Core Concepts
We present an O(1)-round fully-scalable deterministic massively parallel algorithm for computing the min-plus multiplication of subunit-Monge matrices. This result enables an O(log n)-round fully-scalable massively parallel algorithm for solving the exact longest increasing subsequence (LIS) problem, substantially improving the previously known O(log^4 n)-round algorithm.
Abstract
The paper presents a highly efficient massively parallel algorithm for computing the min-plus multiplication of subunit-Monge matrices, which is a fundamental operation with applications to the longest increasing subsequence (LIS) problem.
The key highlights are:
The authors devise an O(1)-round fully-scalable deterministic MPC algorithm for computing the implicit subunit-Monge matrix multiplication. This substantially improves upon the previous best O(log^2 n)-round algorithm.

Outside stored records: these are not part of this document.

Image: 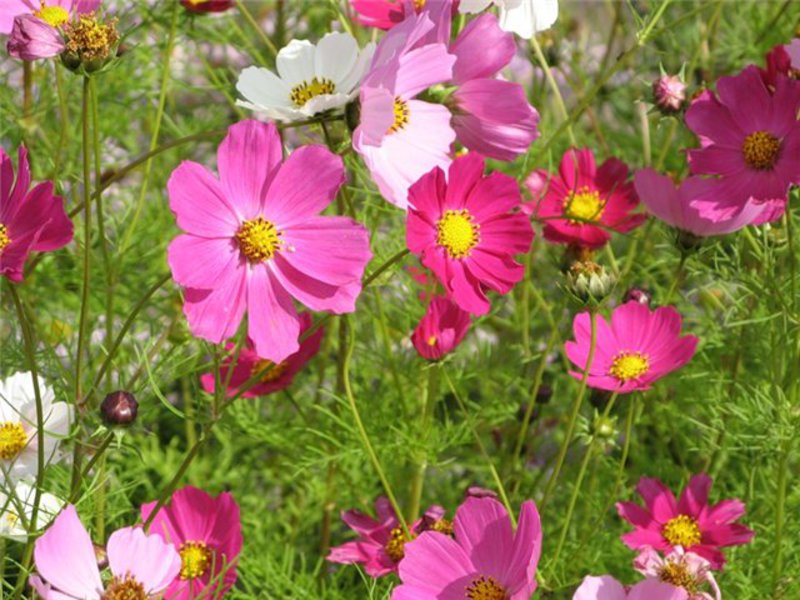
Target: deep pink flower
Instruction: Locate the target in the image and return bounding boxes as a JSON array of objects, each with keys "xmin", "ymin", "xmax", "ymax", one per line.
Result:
[
  {"xmin": 617, "ymin": 473, "xmax": 754, "ymax": 569},
  {"xmin": 0, "ymin": 146, "xmax": 72, "ymax": 282},
  {"xmin": 406, "ymin": 153, "xmax": 533, "ymax": 315},
  {"xmin": 411, "ymin": 296, "xmax": 472, "ymax": 360},
  {"xmin": 30, "ymin": 504, "xmax": 181, "ymax": 600},
  {"xmin": 633, "ymin": 169, "xmax": 784, "ymax": 237},
  {"xmin": 564, "ymin": 302, "xmax": 698, "ymax": 394},
  {"xmin": 142, "ymin": 486, "xmax": 242, "ymax": 600},
  {"xmin": 200, "ymin": 312, "xmax": 325, "ymax": 398},
  {"xmin": 392, "ymin": 498, "xmax": 542, "ymax": 600},
  {"xmin": 686, "ymin": 65, "xmax": 800, "ymax": 221},
  {"xmin": 167, "ymin": 120, "xmax": 371, "ymax": 363},
  {"xmin": 327, "ymin": 496, "xmax": 452, "ymax": 577},
  {"xmin": 533, "ymin": 148, "xmax": 646, "ymax": 248}
]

Using this result, the authors derive an O(log n)-round fully-scalable MPC algorithm for solving the exact LIS problem, which significantly betters the previous O(log^4 n)-round algorithm.
The authors also show how their techniques can be applied to solve the semi-local LIS and longest common subsequence (LCS) problems in O(log n) rounds in the fully-scalable MPC model.
The key technical innovations include a novel way of decomposing the subunit-Monge matrix multiplication problem into smaller subproblems and efficiently combining the results, as well as leveraging the monotonicity properties of the subunit-Monge matrices.
Overall, the paper presents a major advancement in massively parallel algorithms for fundamental problems like LIS, with broad implications across computer science.